Alicia Imitation Learning System Overview
LeRobot provides a unified framework covering the complete lifecycle of robot learning, with functionality spanning four stages: data collection, model training, algorithm validation, and deployment, helping researchers and developers efficiently achieve closed-loop development from perception to control. Below is an imitation-learning example for the Alicia teleoperation kit based on LeRobot.
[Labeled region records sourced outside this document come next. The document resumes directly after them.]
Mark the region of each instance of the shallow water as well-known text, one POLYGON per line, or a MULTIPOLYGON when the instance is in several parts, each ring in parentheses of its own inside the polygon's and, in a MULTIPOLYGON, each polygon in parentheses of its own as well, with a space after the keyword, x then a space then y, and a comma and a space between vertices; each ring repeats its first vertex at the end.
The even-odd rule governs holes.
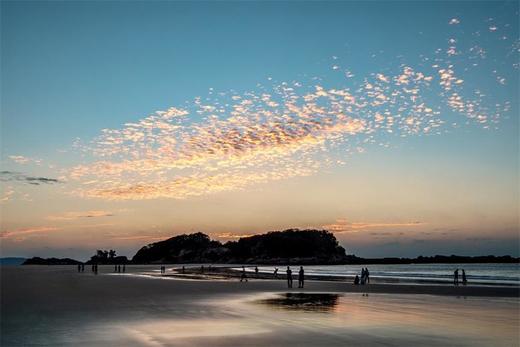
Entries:
POLYGON ((275 293, 265 281, 163 281, 108 267, 0 270, 2 346, 520 345, 518 298, 275 293))

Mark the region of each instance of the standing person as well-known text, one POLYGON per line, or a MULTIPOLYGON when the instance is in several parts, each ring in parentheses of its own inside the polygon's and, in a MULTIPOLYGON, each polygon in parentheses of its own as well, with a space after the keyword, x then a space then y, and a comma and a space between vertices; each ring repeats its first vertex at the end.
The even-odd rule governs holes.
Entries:
POLYGON ((359 276, 356 275, 356 277, 354 278, 354 284, 357 286, 359 285, 359 276))
POLYGON ((242 275, 240 275, 240 282, 246 281, 247 282, 247 275, 246 275, 246 268, 245 266, 242 266, 242 275))
POLYGON ((304 281, 303 266, 300 266, 300 271, 298 272, 298 288, 303 288, 303 281, 304 281))
POLYGON ((292 288, 292 270, 289 266, 287 266, 287 288, 292 288))

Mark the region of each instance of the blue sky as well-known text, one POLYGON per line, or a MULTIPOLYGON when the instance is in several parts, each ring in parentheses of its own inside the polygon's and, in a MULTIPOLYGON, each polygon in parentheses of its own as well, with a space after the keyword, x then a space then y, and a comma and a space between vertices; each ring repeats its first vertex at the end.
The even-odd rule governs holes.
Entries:
MULTIPOLYGON (((325 165, 317 173, 305 172, 302 175, 310 175, 309 179, 313 184, 326 190, 326 182, 332 180, 327 174, 339 179, 348 177, 362 181, 368 175, 360 172, 359 168, 381 170, 381 163, 387 163, 395 177, 409 179, 411 172, 416 172, 414 177, 423 177, 423 185, 430 181, 433 186, 438 181, 438 184, 444 184, 455 196, 466 194, 468 197, 464 204, 461 202, 462 208, 462 205, 468 206, 471 201, 478 205, 473 212, 461 212, 462 215, 467 215, 467 219, 453 222, 457 228, 464 230, 461 233, 465 238, 469 238, 467 235, 472 233, 478 234, 481 239, 484 238, 481 234, 485 233, 489 234, 487 237, 494 237, 497 234, 495 229, 502 230, 497 237, 506 241, 501 246, 493 246, 495 248, 482 246, 482 252, 518 252, 516 246, 511 246, 511 240, 518 241, 517 213, 515 215, 511 209, 505 215, 500 212, 503 211, 503 206, 518 203, 517 95, 520 47, 517 2, 100 1, 2 2, 1 6, 2 168, 27 175, 63 177, 61 180, 65 182, 56 189, 46 187, 45 189, 50 190, 45 192, 36 187, 27 191, 27 187, 18 188, 6 183, 4 193, 11 189, 16 191, 12 196, 28 194, 38 206, 44 204, 45 199, 50 200, 60 206, 64 214, 82 210, 125 209, 144 214, 152 208, 167 209, 181 205, 181 208, 186 208, 190 202, 186 202, 184 196, 181 200, 164 195, 160 195, 158 200, 149 200, 147 196, 140 202, 107 202, 103 199, 92 200, 90 196, 85 200, 76 198, 71 202, 68 194, 77 189, 76 183, 70 183, 72 180, 68 177, 69 170, 78 165, 94 165, 96 160, 103 160, 95 158, 90 146, 97 141, 95 139, 100 136, 102 129, 123 129, 125 123, 139 122, 155 111, 170 107, 186 108, 191 110, 185 120, 186 126, 207 124, 207 115, 194 111, 198 107, 193 103, 196 97, 200 97, 202 104, 216 105, 219 92, 226 93, 219 97, 220 102, 225 103, 231 102, 232 94, 242 95, 242 100, 247 92, 269 92, 274 95, 276 93, 273 91, 284 82, 295 81, 306 90, 302 93, 314 90, 316 85, 325 90, 352 92, 356 88, 365 88, 368 82, 377 81, 376 74, 382 74, 383 77, 399 76, 406 67, 422 71, 426 76, 430 74, 434 78, 432 83, 437 83, 441 74, 438 70, 444 65, 447 68, 452 64, 455 66, 456 78, 463 80, 463 88, 458 91, 458 95, 470 99, 475 96, 476 90, 484 95, 478 106, 485 109, 482 112, 489 113, 486 122, 467 120, 445 105, 439 106, 438 117, 444 122, 440 127, 441 134, 421 133, 410 136, 400 128, 391 133, 377 133, 373 144, 366 146, 359 146, 365 137, 356 135, 349 139, 348 144, 324 145, 328 146, 325 148, 326 153, 317 151, 309 156, 305 155, 308 160, 325 165), (456 21, 451 22, 454 19, 456 21), (455 47, 455 53, 446 53, 451 46, 455 47), (483 52, 479 53, 477 50, 480 48, 483 52), (472 65, 475 62, 478 62, 477 66, 472 65), (433 67, 439 64, 444 65, 433 67), (352 76, 346 78, 349 74, 352 76), (500 105, 497 112, 500 117, 496 122, 491 122, 496 104, 500 105), (452 123, 457 124, 452 126, 452 123), (81 150, 73 146, 78 138, 81 139, 81 150), (363 153, 360 153, 361 149, 363 153), (327 160, 344 163, 339 166, 330 165, 323 159, 324 155, 327 160), (21 163, 20 160, 17 162, 10 159, 10 156, 37 158, 44 164, 33 165, 35 163, 30 161, 21 163), (352 172, 357 172, 355 177, 352 172), (464 178, 467 178, 466 183, 469 185, 466 190, 460 188, 464 178), (478 202, 489 193, 486 187, 494 187, 496 189, 492 191, 498 192, 491 193, 493 206, 484 206, 478 202), (468 191, 476 193, 469 196, 468 191), (70 209, 70 204, 73 204, 73 210, 70 209), (487 231, 480 230, 474 222, 470 222, 473 218, 470 215, 474 214, 486 215, 489 222, 489 225, 486 224, 487 231), (497 221, 506 221, 504 223, 507 225, 497 227, 497 221), (475 231, 476 229, 479 230, 475 231)), ((455 83, 456 79, 453 81, 455 83)), ((442 88, 421 90, 421 97, 427 104, 437 107, 452 93, 451 90, 442 88)), ((408 106, 406 104, 403 107, 408 106)), ((222 118, 228 116, 226 112, 222 118)), ((376 109, 371 109, 370 112, 375 113, 376 109)), ((188 133, 190 132, 187 131, 186 134, 188 133)), ((327 138, 326 143, 336 140, 327 138)), ((295 162, 302 158, 284 157, 281 163, 286 165, 291 162, 290 169, 294 170, 295 162)), ((119 157, 117 160, 124 159, 128 158, 119 157)), ((113 159, 112 163, 117 160, 113 159)), ((281 170, 286 167, 279 168, 281 170)), ((206 169, 207 167, 204 170, 206 169)), ((299 172, 301 169, 298 167, 299 172)), ((95 170, 95 167, 91 167, 91 170, 95 170)), ((200 172, 206 172, 200 170, 202 169, 192 167, 191 173, 199 175, 200 172)), ((240 170, 238 166, 233 167, 233 174, 237 174, 237 170, 240 170)), ((226 171, 223 174, 229 177, 231 172, 226 171)), ((240 175, 244 174, 240 172, 240 175)), ((175 173, 175 179, 178 177, 182 176, 175 173)), ((287 179, 298 182, 299 178, 291 177, 287 179)), ((154 176, 146 179, 146 182, 152 182, 156 178, 154 176)), ((85 183, 85 180, 78 184, 85 183)), ((106 183, 113 181, 114 177, 103 176, 96 180, 106 183)), ((118 177, 118 180, 128 181, 127 177, 118 177)), ((288 181, 284 182, 290 185, 288 181)), ((299 185, 299 191, 312 190, 308 184, 305 181, 296 185, 299 185)), ((384 198, 376 194, 376 188, 371 188, 371 182, 362 184, 367 187, 363 194, 373 196, 374 199, 364 201, 363 210, 370 210, 384 198)), ((392 182, 387 185, 389 190, 396 186, 392 182)), ((103 187, 98 188, 105 189, 106 186, 107 184, 103 184, 103 187)), ((227 192, 227 189, 216 195, 211 192, 209 197, 203 198, 205 211, 214 206, 212 203, 215 201, 212 199, 222 198, 227 201, 230 199, 227 194, 235 194, 227 192)), ((238 193, 236 199, 248 200, 252 194, 265 194, 267 200, 271 196, 265 184, 254 183, 240 187, 240 190, 244 189, 245 192, 238 193)), ((386 190, 384 187, 379 189, 386 190)), ((414 187, 408 187, 407 194, 413 197, 414 187)), ((188 192, 188 195, 191 196, 191 193, 188 192)), ((198 196, 206 194, 197 191, 195 195, 197 197, 188 200, 200 199, 198 196)), ((421 199, 424 198, 421 196, 421 199)), ((132 195, 132 200, 140 199, 135 199, 132 195)), ((298 199, 302 200, 301 197, 298 199)), ((311 199, 311 196, 305 196, 303 201, 311 199)), ((329 199, 330 206, 325 205, 323 209, 337 210, 335 206, 343 206, 344 201, 341 199, 329 199)), ((443 199, 450 198, 442 196, 432 199, 431 209, 442 210, 441 206, 446 203, 443 199)), ((50 212, 45 212, 43 207, 35 208, 42 212, 34 217, 29 216, 27 225, 20 223, 20 211, 30 207, 27 206, 27 201, 13 200, 2 207, 4 233, 51 227, 67 235, 38 234, 37 240, 31 241, 29 238, 13 245, 8 244, 12 249, 10 252, 38 249, 38 245, 70 248, 76 247, 76 243, 80 242, 71 236, 80 233, 76 226, 49 226, 49 219, 45 215, 50 212), (30 245, 24 246, 24 242, 30 245)), ((292 209, 290 200, 287 200, 287 205, 280 206, 280 210, 287 210, 289 215, 289 210, 292 209)), ((233 203, 228 204, 228 208, 233 209, 233 203)), ((310 202, 309 204, 312 205, 310 202)), ((315 222, 311 219, 303 221, 298 218, 282 218, 273 214, 269 223, 256 224, 251 220, 242 224, 231 223, 226 231, 253 233, 269 227, 338 227, 334 219, 347 218, 350 222, 367 222, 370 219, 370 223, 378 219, 376 211, 363 214, 359 210, 355 211, 351 205, 345 206, 343 210, 336 211, 336 217, 328 212, 316 211, 315 222)), ((397 210, 398 206, 394 207, 397 210)), ((390 213, 381 218, 387 224, 406 224, 403 220, 422 222, 424 218, 421 217, 427 213, 416 212, 399 215, 390 213)), ((379 213, 384 215, 380 211, 379 213)), ((159 223, 159 229, 162 234, 159 236, 182 232, 180 229, 188 226, 210 233, 226 228, 220 223, 220 229, 216 230, 207 224, 201 225, 193 217, 191 220, 183 220, 176 229, 172 227, 178 225, 175 217, 168 220, 168 217, 161 215, 160 218, 162 222, 159 223)), ((436 217, 428 218, 431 221, 426 221, 425 225, 438 224, 443 217, 439 213, 436 217)), ((237 220, 241 218, 237 217, 237 220)), ((147 223, 149 224, 143 223, 139 232, 132 230, 131 234, 149 236, 151 240, 152 236, 143 235, 143 230, 146 230, 147 225, 151 227, 155 223, 147 223)), ((124 229, 125 223, 118 220, 114 225, 108 228, 119 228, 117 230, 120 231, 124 229)), ((443 227, 450 228, 449 225, 443 227)), ((431 227, 432 230, 435 228, 438 226, 431 227)), ((107 233, 117 234, 117 230, 109 230, 107 233)), ((411 231, 414 236, 408 241, 417 239, 417 233, 420 232, 424 230, 411 231)), ((367 254, 371 256, 374 252, 385 252, 384 242, 371 241, 368 236, 363 238, 359 233, 347 234, 348 232, 342 230, 338 232, 338 237, 345 242, 362 239, 353 249, 358 254, 363 255, 363 250, 368 248, 378 250, 367 254)), ((148 239, 143 237, 136 240, 135 244, 123 247, 133 249, 139 242, 143 243, 148 239)), ((450 252, 457 251, 455 244, 458 240, 457 237, 439 236, 438 240, 430 240, 430 244, 441 251, 450 252)), ((385 242, 394 245, 397 242, 396 237, 385 242)), ((88 244, 88 247, 95 246, 88 244)), ((404 252, 403 249, 408 249, 407 247, 409 245, 401 244, 401 251, 404 252)), ((397 252, 394 246, 388 249, 389 253, 385 255, 395 255, 397 252)), ((435 253, 435 250, 425 248, 424 252, 435 253)))

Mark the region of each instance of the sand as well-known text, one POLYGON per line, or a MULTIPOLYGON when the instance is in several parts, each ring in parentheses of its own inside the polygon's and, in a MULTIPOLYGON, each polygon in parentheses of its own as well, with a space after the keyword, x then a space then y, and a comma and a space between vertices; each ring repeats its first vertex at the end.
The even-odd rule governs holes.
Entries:
POLYGON ((288 290, 283 280, 112 270, 2 267, 1 345, 518 345, 518 288, 307 281, 288 290))

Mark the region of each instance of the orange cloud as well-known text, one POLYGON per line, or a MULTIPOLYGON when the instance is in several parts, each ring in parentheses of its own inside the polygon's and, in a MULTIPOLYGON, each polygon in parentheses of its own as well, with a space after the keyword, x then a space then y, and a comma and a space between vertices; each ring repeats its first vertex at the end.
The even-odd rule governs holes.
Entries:
POLYGON ((414 227, 424 225, 423 222, 399 222, 399 223, 379 223, 379 222, 349 222, 346 219, 337 219, 336 223, 323 225, 324 229, 335 233, 344 232, 358 232, 363 229, 373 228, 399 228, 399 227, 414 227))
POLYGON ((34 227, 34 228, 25 228, 25 229, 15 229, 15 230, 6 230, 0 232, 0 238, 11 238, 11 237, 20 237, 25 236, 28 234, 35 234, 35 233, 47 233, 49 231, 56 231, 61 230, 60 228, 56 227, 34 227))

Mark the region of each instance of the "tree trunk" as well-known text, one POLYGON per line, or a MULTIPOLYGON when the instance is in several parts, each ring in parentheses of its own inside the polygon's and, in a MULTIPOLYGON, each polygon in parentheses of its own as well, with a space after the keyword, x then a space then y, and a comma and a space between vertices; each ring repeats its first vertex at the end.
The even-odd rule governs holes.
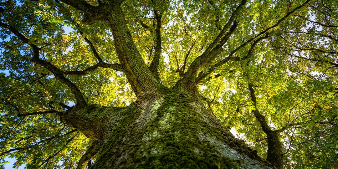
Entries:
POLYGON ((200 101, 168 88, 126 107, 75 107, 66 122, 102 147, 92 169, 273 168, 200 101))

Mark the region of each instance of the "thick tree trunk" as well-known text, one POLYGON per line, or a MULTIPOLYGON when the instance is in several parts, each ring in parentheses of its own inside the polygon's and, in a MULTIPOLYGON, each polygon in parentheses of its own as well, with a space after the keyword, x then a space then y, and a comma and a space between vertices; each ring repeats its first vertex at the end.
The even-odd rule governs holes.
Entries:
POLYGON ((177 90, 126 107, 75 107, 66 122, 102 147, 91 169, 273 168, 198 99, 177 90))

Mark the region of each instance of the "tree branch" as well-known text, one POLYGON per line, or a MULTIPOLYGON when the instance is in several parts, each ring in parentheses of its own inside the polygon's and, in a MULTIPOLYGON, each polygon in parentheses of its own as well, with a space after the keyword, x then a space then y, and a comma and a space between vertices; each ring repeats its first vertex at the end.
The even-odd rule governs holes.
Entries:
POLYGON ((62 72, 64 74, 67 75, 83 76, 87 75, 92 72, 100 68, 114 70, 120 72, 123 71, 122 66, 119 64, 110 64, 104 62, 99 62, 82 71, 62 71, 62 72))
POLYGON ((149 69, 152 73, 155 78, 158 81, 160 81, 160 74, 159 73, 159 64, 160 63, 160 58, 162 54, 162 39, 161 37, 161 27, 162 15, 159 15, 157 10, 154 10, 155 18, 156 19, 156 28, 155 29, 156 34, 156 46, 155 46, 155 52, 154 53, 154 58, 149 67, 149 69))
POLYGON ((160 84, 146 65, 134 43, 121 6, 112 7, 108 22, 117 56, 131 88, 139 98, 146 94, 153 93, 160 84))
POLYGON ((33 112, 33 113, 28 113, 24 114, 18 114, 18 117, 24 117, 28 116, 31 116, 32 115, 45 115, 47 114, 49 114, 50 113, 55 113, 55 114, 57 115, 59 115, 60 116, 65 115, 65 113, 64 113, 58 112, 55 110, 49 110, 48 111, 46 111, 46 112, 33 112))
POLYGON ((282 143, 279 140, 278 133, 272 131, 268 124, 265 117, 261 114, 258 110, 253 85, 249 83, 248 87, 251 101, 255 108, 254 110, 251 111, 251 112, 254 114, 257 121, 259 122, 261 127, 267 136, 268 151, 266 160, 274 165, 277 168, 282 168, 283 166, 283 152, 282 143))
POLYGON ((238 5, 234 11, 230 19, 223 29, 218 34, 215 40, 209 45, 206 50, 200 56, 197 57, 193 62, 188 69, 187 72, 185 74, 184 78, 186 79, 186 80, 191 80, 195 81, 195 79, 197 76, 197 73, 199 69, 204 66, 206 64, 212 62, 216 57, 216 56, 220 53, 223 51, 222 46, 226 42, 230 35, 234 31, 235 28, 237 26, 237 23, 235 21, 237 16, 240 15, 240 11, 245 6, 246 0, 242 0, 241 3, 238 5), (229 29, 233 24, 233 30, 230 30, 229 29), (226 33, 228 32, 227 36, 226 33), (225 37, 225 38, 224 38, 225 37), (218 44, 219 44, 217 45, 218 44), (215 47, 217 47, 216 48, 215 47))
POLYGON ((79 89, 74 83, 63 75, 61 71, 50 63, 45 61, 39 57, 40 55, 40 48, 35 45, 29 42, 29 40, 18 31, 15 28, 9 25, 0 22, 0 26, 10 30, 14 34, 19 37, 22 41, 28 44, 33 50, 33 57, 31 61, 46 68, 53 73, 55 77, 64 84, 70 89, 72 93, 74 95, 76 104, 78 105, 87 105, 82 94, 79 89))
POLYGON ((86 25, 105 20, 107 8, 108 5, 100 3, 99 6, 93 6, 82 0, 61 0, 61 1, 84 12, 82 22, 86 25))
POLYGON ((97 153, 100 147, 100 141, 94 140, 89 146, 86 153, 80 159, 77 163, 76 169, 85 169, 87 163, 95 154, 97 153))
MULTIPOLYGON (((78 26, 79 27, 79 25, 78 25, 78 26)), ((81 35, 81 36, 82 37, 82 38, 83 38, 83 39, 84 39, 84 40, 86 41, 86 42, 87 42, 87 43, 89 45, 89 46, 90 47, 90 48, 92 49, 92 51, 93 51, 93 53, 94 54, 94 56, 99 60, 99 63, 102 62, 103 62, 102 61, 102 59, 101 58, 101 57, 100 57, 100 56, 99 55, 98 53, 97 52, 96 52, 96 50, 95 49, 95 47, 94 47, 94 45, 93 44, 93 43, 92 43, 92 42, 91 42, 88 39, 88 38, 83 35, 83 32, 79 30, 79 32, 80 33, 80 34, 81 35)))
1. Installation and Environment Preparation
1.1 Create the Python Environment
conda create -n lerobot python=3.10 -y
conda activate lerobot
1.2 Install Dependencies
git clone https://github.com/Synria-Robotics/lerobot.git -b v6.1.0
cd lerobot
pip install -e .
Verify the installation:
lerobot-record --help
lerobot-train --help
The above commands only need to be run once.
2 Single Teleoperation Kit: Cube Grasping
Equipment/items used:
- Alicia D teleoperation kit;
- One C10 Synria camera;
- One D405 RealSense camera;
- A 2.5 cm × 2.5 cm cube;
- A storage box;
Place the cube and the storage box within the follower arm's workspace, mount the D405 on the wrist bracket of the robotic arm, and adjust the C10 front camera angle as shown in the figure below:
2.1 Hardware Connection
2.1.1 Connecting Only the Leader Arm
- Connect the D405 wrist camera (wrist) and the C10 front camera (front) to the computer
- Connect the leader arm's data cable to the computer
- Connect the teleoperation sync cable between the leader arm and the follower arm
In this mode, both the follower arm's current state (Observation) and the given action (Action) are obtained through the leader arm's data cable, with a one-fps interval between them.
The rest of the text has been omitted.